エピローグ 転校した友青
ブラックスフィアに連れて行かれて思ったことーー世の中には不思議なことがあるものだと。友青の知らないような不思議な世界が、きっと無限に広がっているのだろう。関わってもろくなことにならないとまでは思わないが、大変なことになるとは思った。世界の命運を託されず、平凡な生活に戻れて良かった。
王様には記憶は消されずに済んだ。その代わり、ブラックスフィアのことは他言無用でと口止めされた。雷貴は語り継いで欲しそうだったが。
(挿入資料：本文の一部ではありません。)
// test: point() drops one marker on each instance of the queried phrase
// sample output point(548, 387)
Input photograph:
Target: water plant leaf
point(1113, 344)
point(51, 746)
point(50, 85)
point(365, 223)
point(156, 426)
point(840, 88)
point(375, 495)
日本に戻ってきた友青は、思い切って小学校を転校することにした。
いくら頑張っても報われない努力を続けても仕方がないと思ったからだ。逃げる、わけじゃない。新しい世界で、新しい自分で生き抜く。それも一つの選択肢じゃないかと。電蔵が傍にいたら、きっと背中を押してくれる。そう信じている。
地元から遠く離れた小学校に転校。
友青は態度を改めて、身だしなみにも気を遣った。
「春川友青です。短い間ですが、よろしくお願いします。夢は、友達と川の字になって寝ることです」
友青には友達ができた。修学旅行で、念願の夢も叶った。
ーーありがとう、紫水。初めてできた俺の友達。
ーーオマエのおかげで、俺は青春できているよ。
ーーいつかまた、どこかで会えるといいな。